Is there a word bad enough for the people who would do this?

From the page: “‘Vulture funds’ threat to developing world
Meirion Jones
BBC Newsnight

On Thursday 15 February a high court judge in London will rule whether so-called vulture fund can extract more than $40m from Zambia for a debt which it bought for less than $4m.

There are concerns that such funds are wiping out the benefits which international debt relief was supposed to bring to poor countries.

Martin Kalunga-Banda, Zambian presidential adviser and a consultant to Oxfam told Newsnight, “That $40m is equal to the value of all the debt relief we received last year.”

Vulture funds – as defined by the International Monetary Fund and Gordon Brown amongst others – are companies which buy up the debt of poor nations cheaply when it is about to be written off and then sue for the full value of the debt plus interest – which might be ten times what they paid for it.

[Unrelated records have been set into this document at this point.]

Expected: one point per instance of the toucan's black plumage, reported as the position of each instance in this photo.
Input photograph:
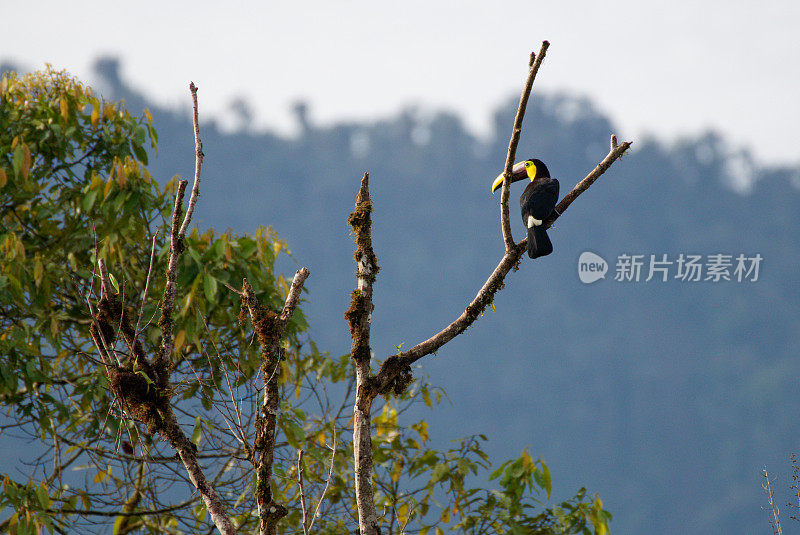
(537, 202)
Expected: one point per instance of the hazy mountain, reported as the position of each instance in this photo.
(666, 397)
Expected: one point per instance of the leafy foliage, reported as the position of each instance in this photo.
(74, 187)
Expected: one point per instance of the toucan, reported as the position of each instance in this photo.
(538, 202)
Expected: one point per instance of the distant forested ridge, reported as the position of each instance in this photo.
(666, 397)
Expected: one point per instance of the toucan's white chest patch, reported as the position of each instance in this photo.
(533, 222)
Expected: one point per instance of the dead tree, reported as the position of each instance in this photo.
(395, 373)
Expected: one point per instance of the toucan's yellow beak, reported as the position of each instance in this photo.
(518, 172)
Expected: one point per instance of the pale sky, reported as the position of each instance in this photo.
(662, 67)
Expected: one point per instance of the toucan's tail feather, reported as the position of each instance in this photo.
(539, 243)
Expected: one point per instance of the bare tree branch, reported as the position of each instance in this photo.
(162, 361)
(533, 67)
(397, 365)
(359, 317)
(269, 328)
(198, 162)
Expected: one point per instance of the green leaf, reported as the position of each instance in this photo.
(43, 496)
(210, 287)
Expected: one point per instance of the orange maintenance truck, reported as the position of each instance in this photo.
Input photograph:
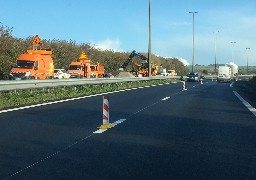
(84, 69)
(35, 64)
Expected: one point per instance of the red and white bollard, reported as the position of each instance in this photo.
(105, 110)
(106, 123)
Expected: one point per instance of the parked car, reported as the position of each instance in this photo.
(193, 76)
(61, 74)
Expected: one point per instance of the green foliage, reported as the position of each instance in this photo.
(25, 97)
(64, 52)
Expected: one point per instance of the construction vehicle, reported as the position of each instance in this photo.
(84, 69)
(141, 69)
(35, 64)
(228, 72)
(224, 74)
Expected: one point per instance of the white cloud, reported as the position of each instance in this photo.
(108, 44)
(184, 61)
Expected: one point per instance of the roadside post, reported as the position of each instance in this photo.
(106, 124)
(184, 83)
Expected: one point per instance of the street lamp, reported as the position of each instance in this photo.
(233, 43)
(215, 51)
(247, 59)
(149, 40)
(193, 56)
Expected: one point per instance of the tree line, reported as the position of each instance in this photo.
(64, 52)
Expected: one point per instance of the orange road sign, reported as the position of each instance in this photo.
(36, 41)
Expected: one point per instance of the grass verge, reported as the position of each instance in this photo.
(33, 96)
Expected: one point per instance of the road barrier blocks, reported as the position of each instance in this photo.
(106, 124)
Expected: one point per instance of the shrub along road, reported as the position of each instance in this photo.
(202, 133)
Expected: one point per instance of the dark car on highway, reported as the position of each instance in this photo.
(193, 76)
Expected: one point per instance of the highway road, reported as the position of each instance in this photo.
(161, 132)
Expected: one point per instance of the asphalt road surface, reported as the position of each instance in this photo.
(161, 132)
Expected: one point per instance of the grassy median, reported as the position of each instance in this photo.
(34, 96)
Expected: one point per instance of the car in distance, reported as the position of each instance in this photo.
(193, 76)
(61, 74)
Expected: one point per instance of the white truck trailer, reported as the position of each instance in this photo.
(224, 74)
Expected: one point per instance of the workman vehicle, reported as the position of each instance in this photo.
(84, 69)
(35, 64)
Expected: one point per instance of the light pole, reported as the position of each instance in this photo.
(215, 51)
(233, 43)
(149, 40)
(193, 49)
(247, 60)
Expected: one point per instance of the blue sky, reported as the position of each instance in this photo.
(122, 25)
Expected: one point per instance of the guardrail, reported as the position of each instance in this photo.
(36, 84)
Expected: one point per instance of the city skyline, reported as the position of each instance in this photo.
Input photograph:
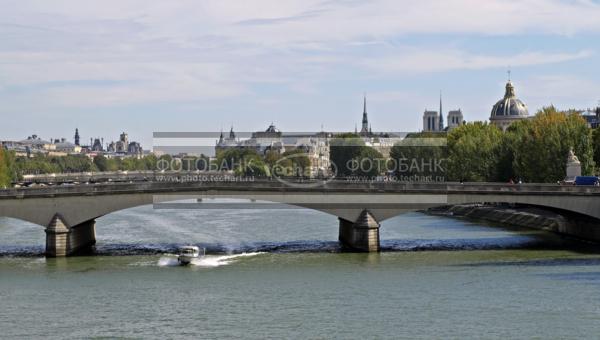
(178, 67)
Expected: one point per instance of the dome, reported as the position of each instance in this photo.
(272, 129)
(509, 106)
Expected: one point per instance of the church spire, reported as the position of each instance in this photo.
(441, 114)
(77, 136)
(365, 122)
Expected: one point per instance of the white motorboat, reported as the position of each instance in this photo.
(187, 254)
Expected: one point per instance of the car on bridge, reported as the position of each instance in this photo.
(587, 180)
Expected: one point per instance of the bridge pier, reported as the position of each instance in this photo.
(62, 240)
(361, 235)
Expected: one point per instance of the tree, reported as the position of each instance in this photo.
(596, 146)
(540, 145)
(101, 163)
(5, 171)
(298, 162)
(419, 156)
(368, 163)
(342, 150)
(475, 151)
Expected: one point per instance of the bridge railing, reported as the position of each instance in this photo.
(274, 185)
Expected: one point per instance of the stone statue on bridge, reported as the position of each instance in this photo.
(573, 166)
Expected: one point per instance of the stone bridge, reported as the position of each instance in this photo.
(69, 212)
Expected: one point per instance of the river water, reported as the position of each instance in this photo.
(280, 274)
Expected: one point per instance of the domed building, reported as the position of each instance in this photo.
(508, 109)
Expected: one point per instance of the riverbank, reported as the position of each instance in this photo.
(580, 227)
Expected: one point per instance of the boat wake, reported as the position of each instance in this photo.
(207, 261)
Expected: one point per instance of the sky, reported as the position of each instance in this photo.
(140, 66)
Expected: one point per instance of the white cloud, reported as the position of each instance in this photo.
(418, 61)
(78, 53)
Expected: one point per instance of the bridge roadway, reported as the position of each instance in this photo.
(69, 212)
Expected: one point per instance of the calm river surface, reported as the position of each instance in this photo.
(279, 274)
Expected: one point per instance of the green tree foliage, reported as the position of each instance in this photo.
(342, 150)
(475, 153)
(540, 145)
(418, 155)
(368, 163)
(596, 146)
(5, 169)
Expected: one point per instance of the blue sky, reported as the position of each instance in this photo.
(108, 66)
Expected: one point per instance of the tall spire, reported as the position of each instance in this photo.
(77, 136)
(365, 122)
(441, 127)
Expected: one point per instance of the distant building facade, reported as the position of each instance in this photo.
(455, 119)
(314, 146)
(433, 121)
(508, 109)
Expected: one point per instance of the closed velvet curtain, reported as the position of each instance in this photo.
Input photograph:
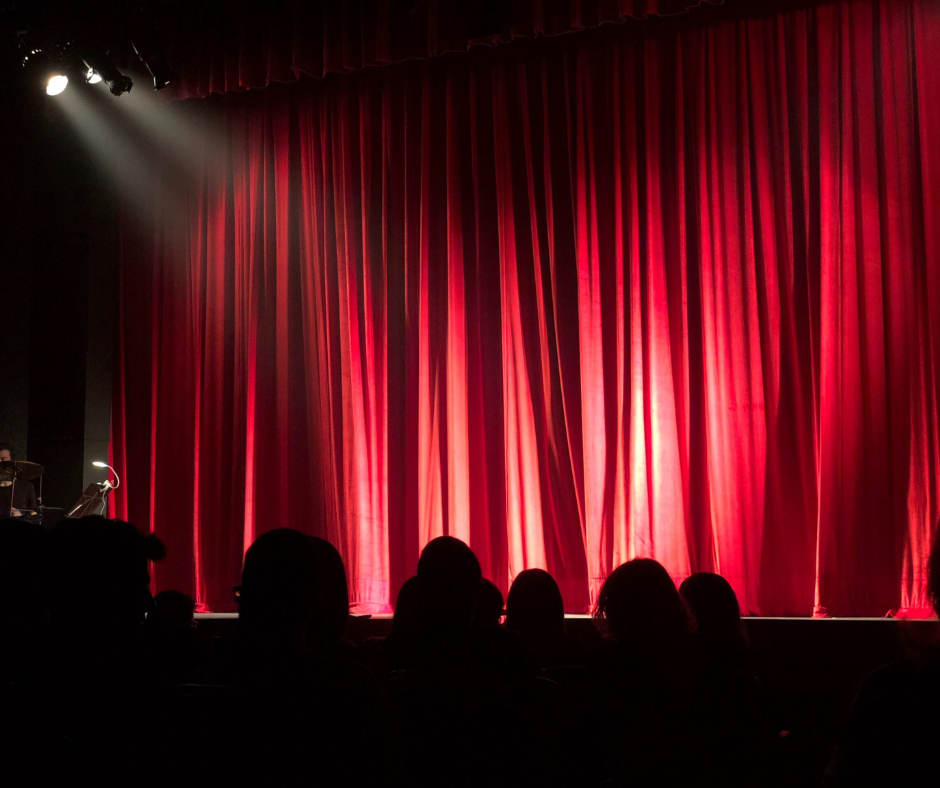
(621, 293)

Caroline Pearce from the Jubilee Debt campaign told Newsnight it makes a mockery of all the work done by governments to write off the debts of the poorest.

“Profiteering doesn’t get any more cynical than this. Zambia has been planning to spend the money released from debt cancellation on much-needed nurses, teachers and infrastructure: this is what debt cancellation is intended for not to line the pockets of businessmen based in rich countries.”

Martin Kalunga-Banda says $40m is equivalent to Zambia’s annual debt relief
Debt Advisory International (DAI) manages a number of vulture funds which buy up the debts of highly indebted poor countries cheaply and then sue for the original value of the debt plus interest. Zambia – where the average wage is just over a dollar a day – is one of the highly indebted poor countries which the world’s governments agreed needed debt relief.

In 1979 the Romanian government lent Zambia money to buy Romanian tractors. Zambia was unable to keep up the payments and in 1999 Romania and Zambia negotiated to liquidate the debt for $3m.

Before the deal could be finalised one of DAI’s vulture funds stepped in and bought the debt from Romania for less than $4m. They are now suing the Zambian government for the original debt plus interest which they calculate at over $40m and they expect to win.”